What Is Success?
by Miki SaxonYesterday we considered the idiocy of postponing your career in an effort to “find your passion.”
The popular attitude is that if you do something you are passionate about then it will lead to success.
Of course, that depends on how you define success.
Most people believe that if they are successful they will also be happy.
Coincidentlly, a large percentage of them have also bought into the current attitude that equates success with money.
So it comes as a major surprise to many who have achieved financial success to discover they still aren’t happy.
Rather than my opinions, I thought you would find these stories more enlightening.
First, an unhappy $150K a year millennial woman at 26 to happy single momhood and $50K five years later.
I realized that higher pay didn’t equate to a better job fit for me.
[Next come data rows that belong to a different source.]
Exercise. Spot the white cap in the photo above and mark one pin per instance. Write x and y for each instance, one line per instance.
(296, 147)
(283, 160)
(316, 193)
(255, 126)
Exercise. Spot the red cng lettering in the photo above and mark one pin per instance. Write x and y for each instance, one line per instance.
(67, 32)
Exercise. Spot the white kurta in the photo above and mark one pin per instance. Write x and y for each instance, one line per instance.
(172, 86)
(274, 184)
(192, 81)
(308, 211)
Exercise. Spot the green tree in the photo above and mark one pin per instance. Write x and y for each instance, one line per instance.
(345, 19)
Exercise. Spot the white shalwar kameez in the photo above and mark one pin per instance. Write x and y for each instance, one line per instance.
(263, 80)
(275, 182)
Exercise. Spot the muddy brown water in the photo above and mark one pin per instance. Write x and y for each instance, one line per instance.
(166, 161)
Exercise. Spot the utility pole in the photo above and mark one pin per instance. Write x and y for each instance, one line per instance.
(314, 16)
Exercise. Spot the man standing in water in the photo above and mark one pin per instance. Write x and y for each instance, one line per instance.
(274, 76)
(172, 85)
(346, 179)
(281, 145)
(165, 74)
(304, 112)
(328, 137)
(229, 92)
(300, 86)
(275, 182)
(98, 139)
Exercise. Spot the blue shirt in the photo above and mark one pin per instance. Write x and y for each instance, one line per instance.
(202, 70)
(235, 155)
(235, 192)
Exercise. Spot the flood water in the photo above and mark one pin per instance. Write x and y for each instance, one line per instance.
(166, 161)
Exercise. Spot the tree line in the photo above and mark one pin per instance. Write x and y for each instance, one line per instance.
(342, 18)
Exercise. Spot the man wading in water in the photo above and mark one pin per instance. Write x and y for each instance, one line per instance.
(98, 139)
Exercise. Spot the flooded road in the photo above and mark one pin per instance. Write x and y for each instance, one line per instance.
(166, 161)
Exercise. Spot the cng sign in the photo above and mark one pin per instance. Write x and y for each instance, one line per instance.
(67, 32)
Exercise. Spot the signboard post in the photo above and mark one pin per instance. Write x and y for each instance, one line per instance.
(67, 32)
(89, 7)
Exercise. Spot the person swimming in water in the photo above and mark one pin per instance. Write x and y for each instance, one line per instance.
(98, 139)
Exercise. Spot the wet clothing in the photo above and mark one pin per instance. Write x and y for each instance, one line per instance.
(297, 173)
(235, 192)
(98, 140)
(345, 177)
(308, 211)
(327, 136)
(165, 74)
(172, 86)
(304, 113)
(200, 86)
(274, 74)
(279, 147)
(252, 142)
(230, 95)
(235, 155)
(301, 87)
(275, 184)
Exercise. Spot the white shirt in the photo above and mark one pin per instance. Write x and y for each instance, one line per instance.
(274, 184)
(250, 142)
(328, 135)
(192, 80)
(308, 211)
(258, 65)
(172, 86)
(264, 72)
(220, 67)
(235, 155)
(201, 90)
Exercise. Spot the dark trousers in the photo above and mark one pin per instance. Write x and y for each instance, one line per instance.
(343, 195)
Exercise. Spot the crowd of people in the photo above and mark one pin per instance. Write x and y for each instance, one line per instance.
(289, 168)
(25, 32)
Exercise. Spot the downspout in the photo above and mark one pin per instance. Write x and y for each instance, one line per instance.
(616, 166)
I do know that at the end of the day, life is so much richer than the number on your tax form — and that’s a lesson that’s priceless.
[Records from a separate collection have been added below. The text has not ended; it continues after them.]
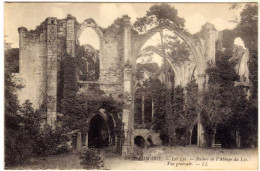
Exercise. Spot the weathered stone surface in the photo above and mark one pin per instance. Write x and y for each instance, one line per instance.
(42, 50)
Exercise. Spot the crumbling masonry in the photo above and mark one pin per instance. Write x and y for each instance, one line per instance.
(42, 49)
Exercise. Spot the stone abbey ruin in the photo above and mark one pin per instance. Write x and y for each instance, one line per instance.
(112, 68)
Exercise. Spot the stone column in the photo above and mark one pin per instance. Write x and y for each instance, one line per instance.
(79, 141)
(51, 71)
(22, 47)
(201, 87)
(86, 143)
(142, 108)
(127, 117)
(152, 109)
(70, 35)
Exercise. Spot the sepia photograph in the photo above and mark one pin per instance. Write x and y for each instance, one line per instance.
(130, 86)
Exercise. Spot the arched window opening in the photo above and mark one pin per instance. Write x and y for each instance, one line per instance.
(88, 54)
(98, 135)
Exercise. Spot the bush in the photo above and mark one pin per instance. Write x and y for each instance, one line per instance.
(50, 142)
(91, 159)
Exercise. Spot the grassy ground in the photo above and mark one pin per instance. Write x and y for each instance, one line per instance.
(190, 157)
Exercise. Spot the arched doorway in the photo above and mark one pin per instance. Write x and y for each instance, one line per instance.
(98, 135)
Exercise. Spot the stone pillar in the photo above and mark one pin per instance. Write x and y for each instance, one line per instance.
(201, 87)
(127, 117)
(79, 141)
(22, 33)
(86, 143)
(51, 70)
(152, 109)
(210, 43)
(70, 37)
(142, 108)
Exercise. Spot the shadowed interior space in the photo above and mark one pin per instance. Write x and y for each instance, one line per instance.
(98, 133)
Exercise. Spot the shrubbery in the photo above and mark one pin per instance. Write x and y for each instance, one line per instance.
(91, 159)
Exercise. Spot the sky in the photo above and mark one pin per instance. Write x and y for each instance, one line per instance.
(30, 15)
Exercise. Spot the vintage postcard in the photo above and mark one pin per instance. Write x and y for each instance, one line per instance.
(131, 86)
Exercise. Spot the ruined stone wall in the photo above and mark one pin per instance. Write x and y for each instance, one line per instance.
(111, 62)
(33, 59)
(38, 67)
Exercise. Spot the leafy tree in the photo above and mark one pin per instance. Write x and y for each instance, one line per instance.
(162, 16)
(247, 29)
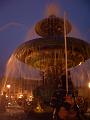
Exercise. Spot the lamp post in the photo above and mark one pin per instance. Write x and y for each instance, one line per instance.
(89, 94)
(8, 87)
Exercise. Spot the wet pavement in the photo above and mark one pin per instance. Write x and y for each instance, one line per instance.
(19, 114)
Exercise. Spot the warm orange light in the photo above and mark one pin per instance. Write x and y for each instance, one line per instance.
(8, 86)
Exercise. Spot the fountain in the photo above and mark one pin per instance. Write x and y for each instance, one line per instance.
(45, 58)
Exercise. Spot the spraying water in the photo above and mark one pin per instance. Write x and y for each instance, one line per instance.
(18, 70)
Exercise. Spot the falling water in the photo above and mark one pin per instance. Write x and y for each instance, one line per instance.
(18, 70)
(52, 9)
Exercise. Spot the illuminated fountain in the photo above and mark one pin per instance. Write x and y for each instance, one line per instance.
(47, 52)
(47, 55)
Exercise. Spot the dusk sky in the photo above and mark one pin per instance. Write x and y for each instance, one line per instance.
(18, 17)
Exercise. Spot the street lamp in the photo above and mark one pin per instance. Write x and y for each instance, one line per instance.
(89, 84)
(8, 87)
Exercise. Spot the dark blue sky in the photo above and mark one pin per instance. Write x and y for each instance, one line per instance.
(17, 19)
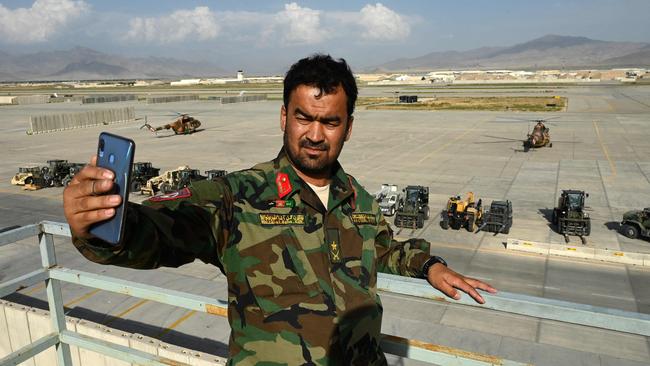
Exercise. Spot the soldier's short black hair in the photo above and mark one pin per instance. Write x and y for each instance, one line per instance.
(323, 72)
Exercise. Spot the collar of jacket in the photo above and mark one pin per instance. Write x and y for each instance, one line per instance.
(340, 185)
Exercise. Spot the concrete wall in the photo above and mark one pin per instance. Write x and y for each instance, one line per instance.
(108, 98)
(171, 98)
(243, 98)
(32, 99)
(7, 99)
(74, 98)
(59, 122)
(21, 325)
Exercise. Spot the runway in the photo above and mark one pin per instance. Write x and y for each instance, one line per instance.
(600, 145)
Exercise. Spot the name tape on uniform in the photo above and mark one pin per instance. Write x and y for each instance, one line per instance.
(281, 219)
(364, 219)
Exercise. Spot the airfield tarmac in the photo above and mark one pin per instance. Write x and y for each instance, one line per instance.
(601, 144)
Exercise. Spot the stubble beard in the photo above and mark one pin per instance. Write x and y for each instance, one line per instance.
(307, 165)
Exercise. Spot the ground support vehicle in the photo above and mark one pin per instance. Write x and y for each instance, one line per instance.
(498, 219)
(570, 217)
(141, 173)
(74, 168)
(636, 223)
(460, 213)
(24, 175)
(412, 207)
(388, 197)
(172, 180)
(214, 174)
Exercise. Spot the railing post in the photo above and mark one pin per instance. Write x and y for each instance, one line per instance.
(54, 298)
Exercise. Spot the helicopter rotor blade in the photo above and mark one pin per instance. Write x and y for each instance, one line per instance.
(501, 138)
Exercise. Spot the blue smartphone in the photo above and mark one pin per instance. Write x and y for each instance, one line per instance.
(116, 154)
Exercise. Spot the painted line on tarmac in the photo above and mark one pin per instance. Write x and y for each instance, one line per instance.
(612, 166)
(178, 321)
(130, 309)
(24, 192)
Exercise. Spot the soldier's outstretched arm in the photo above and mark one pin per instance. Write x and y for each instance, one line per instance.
(448, 281)
(408, 258)
(166, 233)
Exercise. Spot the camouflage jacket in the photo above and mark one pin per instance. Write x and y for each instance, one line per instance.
(301, 280)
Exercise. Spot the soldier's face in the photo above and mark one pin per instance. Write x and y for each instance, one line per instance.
(315, 126)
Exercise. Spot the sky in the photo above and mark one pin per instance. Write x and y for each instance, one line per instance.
(264, 36)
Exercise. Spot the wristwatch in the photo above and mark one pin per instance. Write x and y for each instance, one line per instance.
(429, 263)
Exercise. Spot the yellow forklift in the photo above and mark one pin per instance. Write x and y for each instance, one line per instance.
(460, 213)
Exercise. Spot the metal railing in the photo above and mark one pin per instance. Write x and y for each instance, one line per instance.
(61, 339)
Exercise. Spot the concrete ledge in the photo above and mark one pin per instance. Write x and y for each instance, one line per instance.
(21, 325)
(572, 251)
(618, 256)
(582, 252)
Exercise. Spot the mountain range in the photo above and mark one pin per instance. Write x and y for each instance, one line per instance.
(82, 63)
(548, 52)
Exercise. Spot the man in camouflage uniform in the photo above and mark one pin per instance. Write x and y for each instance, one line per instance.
(299, 240)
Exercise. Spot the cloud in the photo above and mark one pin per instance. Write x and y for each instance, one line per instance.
(40, 22)
(300, 25)
(178, 26)
(293, 25)
(382, 23)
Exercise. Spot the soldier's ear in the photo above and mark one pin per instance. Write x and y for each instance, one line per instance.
(348, 133)
(283, 118)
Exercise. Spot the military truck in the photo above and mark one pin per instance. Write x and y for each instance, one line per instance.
(412, 207)
(55, 171)
(141, 173)
(460, 213)
(172, 180)
(213, 174)
(387, 197)
(498, 219)
(73, 169)
(570, 217)
(23, 174)
(636, 223)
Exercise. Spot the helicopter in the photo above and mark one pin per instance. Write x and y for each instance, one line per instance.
(538, 137)
(183, 125)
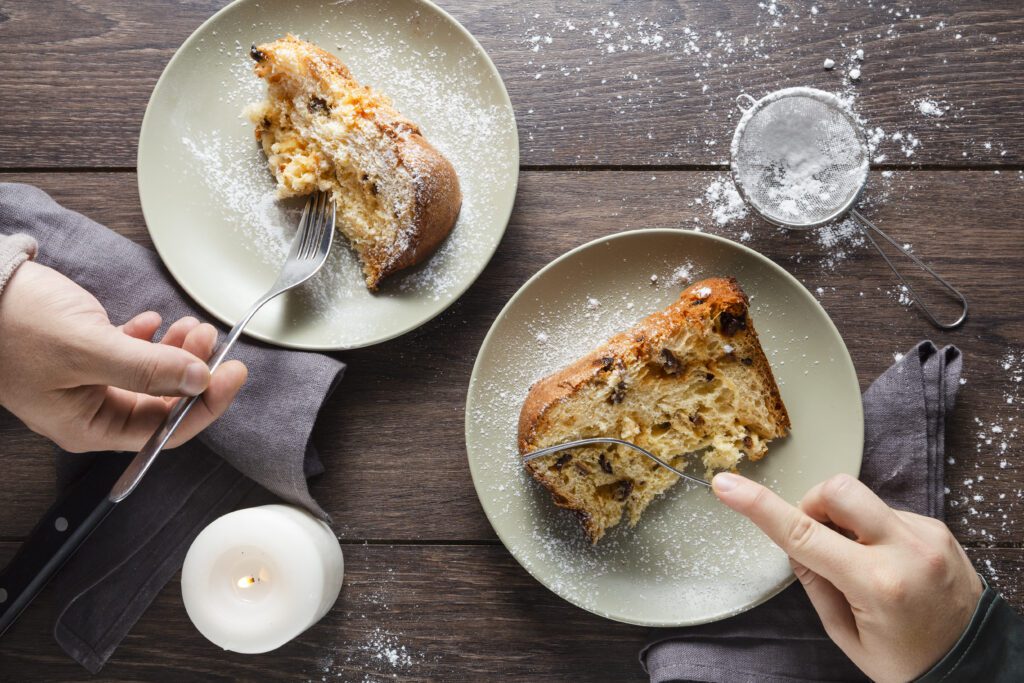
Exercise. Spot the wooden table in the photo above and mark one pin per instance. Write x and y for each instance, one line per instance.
(611, 139)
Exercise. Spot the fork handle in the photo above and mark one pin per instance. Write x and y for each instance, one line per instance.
(140, 464)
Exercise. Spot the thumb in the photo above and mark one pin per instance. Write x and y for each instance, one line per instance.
(805, 540)
(117, 359)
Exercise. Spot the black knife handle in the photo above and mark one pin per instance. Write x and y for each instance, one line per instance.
(16, 601)
(55, 538)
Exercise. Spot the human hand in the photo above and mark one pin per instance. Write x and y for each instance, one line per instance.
(894, 590)
(73, 377)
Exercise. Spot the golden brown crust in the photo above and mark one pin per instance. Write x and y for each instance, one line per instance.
(719, 299)
(438, 197)
(438, 200)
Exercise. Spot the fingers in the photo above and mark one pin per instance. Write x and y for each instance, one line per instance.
(224, 386)
(852, 506)
(813, 545)
(126, 420)
(143, 326)
(115, 358)
(201, 340)
(830, 604)
(178, 330)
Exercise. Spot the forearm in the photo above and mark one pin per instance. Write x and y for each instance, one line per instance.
(14, 250)
(990, 649)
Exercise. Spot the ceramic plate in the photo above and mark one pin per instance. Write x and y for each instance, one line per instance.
(208, 196)
(690, 559)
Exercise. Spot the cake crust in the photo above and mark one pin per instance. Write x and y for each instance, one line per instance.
(300, 71)
(715, 303)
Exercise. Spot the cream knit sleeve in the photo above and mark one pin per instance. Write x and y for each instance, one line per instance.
(14, 250)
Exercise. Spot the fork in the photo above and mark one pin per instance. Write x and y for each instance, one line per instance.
(308, 252)
(541, 453)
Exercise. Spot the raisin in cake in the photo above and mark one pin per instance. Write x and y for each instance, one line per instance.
(689, 377)
(397, 197)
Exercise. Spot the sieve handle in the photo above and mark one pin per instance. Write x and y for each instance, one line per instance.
(871, 227)
(744, 101)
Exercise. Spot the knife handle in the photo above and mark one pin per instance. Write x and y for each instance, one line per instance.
(65, 526)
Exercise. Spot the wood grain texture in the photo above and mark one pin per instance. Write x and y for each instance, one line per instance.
(416, 384)
(460, 613)
(664, 96)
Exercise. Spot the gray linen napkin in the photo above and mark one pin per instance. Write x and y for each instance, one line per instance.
(782, 640)
(264, 436)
Not that there is anything wrong with financial success.
Ed Schweitzer moved his company into the future decades ago and has already accomplished in terms of good jobs what Washington claims it’s going to do by turning back the clock.
Schweitzer Engineering Laboratories, a manufacturer of sophisticated equipment for the global power industry based in Pullman, WA, solved its people problem internally.
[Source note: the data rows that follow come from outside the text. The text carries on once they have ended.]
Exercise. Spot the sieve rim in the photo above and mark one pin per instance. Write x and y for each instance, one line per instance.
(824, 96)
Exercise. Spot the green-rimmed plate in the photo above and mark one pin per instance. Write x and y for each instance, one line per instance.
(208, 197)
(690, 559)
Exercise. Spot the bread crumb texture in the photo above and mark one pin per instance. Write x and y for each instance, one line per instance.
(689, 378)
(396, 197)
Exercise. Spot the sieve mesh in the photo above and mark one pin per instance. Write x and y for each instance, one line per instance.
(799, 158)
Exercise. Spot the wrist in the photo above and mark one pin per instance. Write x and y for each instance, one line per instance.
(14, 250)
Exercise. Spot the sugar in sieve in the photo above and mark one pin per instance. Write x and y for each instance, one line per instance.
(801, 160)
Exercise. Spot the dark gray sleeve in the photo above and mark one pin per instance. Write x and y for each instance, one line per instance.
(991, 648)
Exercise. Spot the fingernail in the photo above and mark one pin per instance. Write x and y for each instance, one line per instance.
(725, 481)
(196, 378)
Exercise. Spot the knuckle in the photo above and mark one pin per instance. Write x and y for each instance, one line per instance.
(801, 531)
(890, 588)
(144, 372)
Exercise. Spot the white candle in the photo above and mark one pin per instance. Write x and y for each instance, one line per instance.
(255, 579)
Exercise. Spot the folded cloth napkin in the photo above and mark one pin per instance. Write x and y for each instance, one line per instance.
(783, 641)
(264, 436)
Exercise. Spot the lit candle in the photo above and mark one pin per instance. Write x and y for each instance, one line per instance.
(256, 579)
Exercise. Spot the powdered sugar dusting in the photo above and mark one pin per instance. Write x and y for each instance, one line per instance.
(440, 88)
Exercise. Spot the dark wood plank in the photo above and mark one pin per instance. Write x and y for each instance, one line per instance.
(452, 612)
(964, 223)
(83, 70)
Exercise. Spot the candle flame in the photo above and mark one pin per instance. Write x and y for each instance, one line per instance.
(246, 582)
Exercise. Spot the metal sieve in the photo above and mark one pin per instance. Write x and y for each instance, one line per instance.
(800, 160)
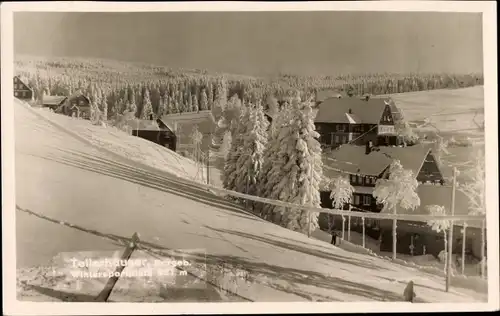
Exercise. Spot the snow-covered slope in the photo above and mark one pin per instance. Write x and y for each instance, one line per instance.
(62, 178)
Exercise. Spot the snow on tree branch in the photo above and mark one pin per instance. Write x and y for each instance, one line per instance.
(398, 190)
(438, 225)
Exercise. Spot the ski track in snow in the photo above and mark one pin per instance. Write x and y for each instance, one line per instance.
(62, 178)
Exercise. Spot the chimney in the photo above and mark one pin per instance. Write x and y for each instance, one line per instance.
(368, 147)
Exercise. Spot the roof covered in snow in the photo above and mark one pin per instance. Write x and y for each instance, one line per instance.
(353, 159)
(440, 195)
(324, 94)
(53, 99)
(343, 110)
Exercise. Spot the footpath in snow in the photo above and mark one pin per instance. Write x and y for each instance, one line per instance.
(86, 201)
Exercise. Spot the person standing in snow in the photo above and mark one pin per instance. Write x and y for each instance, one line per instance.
(334, 238)
(409, 293)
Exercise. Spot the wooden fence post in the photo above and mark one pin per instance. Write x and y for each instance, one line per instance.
(108, 288)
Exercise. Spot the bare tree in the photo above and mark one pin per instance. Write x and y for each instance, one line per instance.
(440, 225)
(474, 189)
(399, 190)
(341, 192)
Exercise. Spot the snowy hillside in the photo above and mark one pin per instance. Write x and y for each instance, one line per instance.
(70, 173)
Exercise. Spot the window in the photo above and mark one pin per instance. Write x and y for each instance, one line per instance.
(367, 200)
(356, 199)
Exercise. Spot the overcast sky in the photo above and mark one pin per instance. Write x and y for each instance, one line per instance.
(260, 43)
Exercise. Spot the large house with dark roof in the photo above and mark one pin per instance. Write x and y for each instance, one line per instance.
(155, 131)
(53, 101)
(22, 90)
(184, 124)
(77, 105)
(418, 238)
(357, 120)
(366, 164)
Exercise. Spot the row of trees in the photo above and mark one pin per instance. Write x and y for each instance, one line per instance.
(282, 162)
(191, 90)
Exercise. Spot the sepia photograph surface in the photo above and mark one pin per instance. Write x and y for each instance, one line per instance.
(269, 154)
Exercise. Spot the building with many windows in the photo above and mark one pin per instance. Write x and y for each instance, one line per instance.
(22, 90)
(357, 120)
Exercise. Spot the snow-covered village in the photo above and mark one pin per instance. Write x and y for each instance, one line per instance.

While others outsource, Schweitzer goes DIY. While others establish a tightly focused definition of work history and skills they’re looking for, Schweitzer focuses on fundamentals: “I like to hire smart people with good values and strong fundamental education,” says founder Ed Schweitzer, who started the company in his basement 35 years ago. Today, it employs just over 5,000 and has revenue of nearly $1billion.
Schweitzer also set the company up as an ESOP, meaning it’s employee-owned.
Even in Silicon Valley, maximizing financial success isn’t everyone’s preferred road, like Craig Newmark — the Craig in Craig’s List.
“Basically I just decided on a different business model in ’99, nothing altruistic,” he said. “While Silicon Valley VCs and bankers were telling me I should become a billionaire, I decided no one needs to be a billionaire — you should know when enough is enough. So I decided on a minimal business model, and that’s worked out pretty well. This means I can give away tremendous amounts of money to the nonprofits I believe in … I wish I had charisma, hair, and a better sense of humor,” he added in a completely deadpan voice. “I think I could be far more effective.”
When enough is enough.
A quaint concept by today’s standards.
Read the stories.
Think about them.
Then create your own definition of success—what you want, not what you’re supposed to want.